The what-to-do-about-Gordon problem will become much easier for Labour to solve once the party accepts there is almost certainly nothing it can do now to win the next General Election. No Government in history has recovered sufficiently from such disastrous opinion poll ratings, and by-election defeats on the scale of Crewe and Glasgow East, in time to win the confidence of voters at the polls – especially not when the economy is on the rocks.

The wisest counsel for Mr Brown’s would-be successor as party leader is to keep his or her powder dry until the position becomes vacant, presumably a few days after the election, which is now most likely to be held in May 2010. It is unclear quite who would want the thankless task at this stage – certainly not David Miliband, who has time to wait until the political weather is better, and possibly not even the eternally ambitious Jack Straw, who must know a duff hand when he sees one.

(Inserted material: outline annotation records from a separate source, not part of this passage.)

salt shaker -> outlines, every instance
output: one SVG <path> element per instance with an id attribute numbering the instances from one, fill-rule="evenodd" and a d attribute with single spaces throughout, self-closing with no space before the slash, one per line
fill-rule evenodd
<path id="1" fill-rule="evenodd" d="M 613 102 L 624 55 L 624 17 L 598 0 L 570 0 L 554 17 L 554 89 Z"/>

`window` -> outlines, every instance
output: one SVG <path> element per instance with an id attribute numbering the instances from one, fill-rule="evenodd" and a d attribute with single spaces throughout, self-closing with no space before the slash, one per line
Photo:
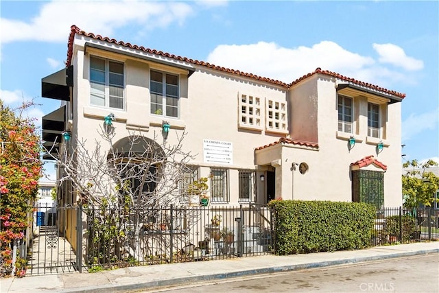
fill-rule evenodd
<path id="1" fill-rule="evenodd" d="M 123 63 L 90 57 L 90 104 L 101 107 L 124 108 Z"/>
<path id="2" fill-rule="evenodd" d="M 227 169 L 211 169 L 211 198 L 213 202 L 228 201 Z"/>
<path id="3" fill-rule="evenodd" d="M 178 76 L 151 71 L 151 114 L 178 117 Z"/>
<path id="4" fill-rule="evenodd" d="M 265 130 L 272 132 L 287 133 L 287 104 L 267 99 L 265 108 Z"/>
<path id="5" fill-rule="evenodd" d="M 353 171 L 352 201 L 370 203 L 377 209 L 382 208 L 384 204 L 384 172 Z"/>
<path id="6" fill-rule="evenodd" d="M 261 129 L 261 98 L 241 95 L 238 97 L 239 127 Z"/>
<path id="7" fill-rule="evenodd" d="M 239 171 L 239 201 L 251 202 L 254 195 L 254 172 Z"/>
<path id="8" fill-rule="evenodd" d="M 186 193 L 187 188 L 193 181 L 200 179 L 198 167 L 196 166 L 184 166 L 182 170 L 181 190 Z"/>
<path id="9" fill-rule="evenodd" d="M 352 98 L 338 96 L 338 131 L 347 133 L 352 132 Z"/>
<path id="10" fill-rule="evenodd" d="M 379 105 L 368 103 L 368 136 L 379 137 Z"/>

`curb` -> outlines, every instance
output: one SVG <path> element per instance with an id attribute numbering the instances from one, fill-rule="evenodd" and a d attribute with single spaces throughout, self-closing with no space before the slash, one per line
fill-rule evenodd
<path id="1" fill-rule="evenodd" d="M 278 267 L 269 267 L 255 270 L 248 270 L 244 271 L 212 274 L 206 275 L 199 275 L 187 277 L 173 279 L 166 279 L 154 281 L 144 283 L 137 283 L 135 284 L 125 285 L 105 285 L 102 286 L 93 286 L 93 288 L 82 287 L 81 288 L 70 288 L 63 290 L 62 292 L 93 292 L 93 293 L 108 293 L 109 292 L 127 292 L 141 290 L 152 290 L 159 287 L 167 287 L 176 285 L 187 285 L 193 282 L 200 282 L 206 281 L 221 280 L 224 279 L 235 278 L 239 277 L 247 277 L 250 275 L 257 275 L 262 274 L 270 274 L 283 272 L 289 272 L 311 268 L 325 268 L 333 266 L 340 266 L 343 264 L 359 263 L 368 261 L 374 261 L 382 259 L 394 259 L 398 257 L 412 257 L 414 255 L 428 255 L 431 253 L 439 253 L 439 248 L 431 249 L 428 250 L 418 250 L 407 253 L 392 253 L 385 255 L 376 255 L 371 257 L 355 257 L 348 259 L 340 259 L 329 261 L 319 261 L 309 263 L 302 263 L 298 265 L 283 266 Z"/>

The flurry of activity following the Glasgow East result, with allegations of disgruntled MPs collecting names for a letter urging Mr Brown to step down, and of Cabinet members willing to tell the Prime Minister to his face to quit, appears to have fizzled out. This is hardly surprising, given a Populus opinion poll yesterday showing that barely half of voters believe a change of leadership or policy would improve the party’s chances of success at the next election. Coupled with a ComRes poll showing that 53 per cent of respondents think the Conservatives are ready for office, even the most optimistic Labour MP must suspect that, after 11 years in power, the game is well and truly up.

Loyal Harriet Harman, the leader of the House of Commons, will continue to try to rally support for the Prime Minister. In an interview over the weekend, in what may come to be regarded as the understatement of the decade, Ms Harman said we hadn’t yet seen the best of Mr Brown, before adding bizarrely that she continued to support him “because the big problems people are facing at the moment are the economy, the cost of fuel and food prices”. And that was supposed to be supportive?

Gordon Brown’s short premiership has been a disaster, probably even worse than his political enemies could have imagined. But Labour has only itself to blame for failing to remember why in 1994 it chose Tony Blair as leader instead of the more experienced but unappealing Gordon Brown.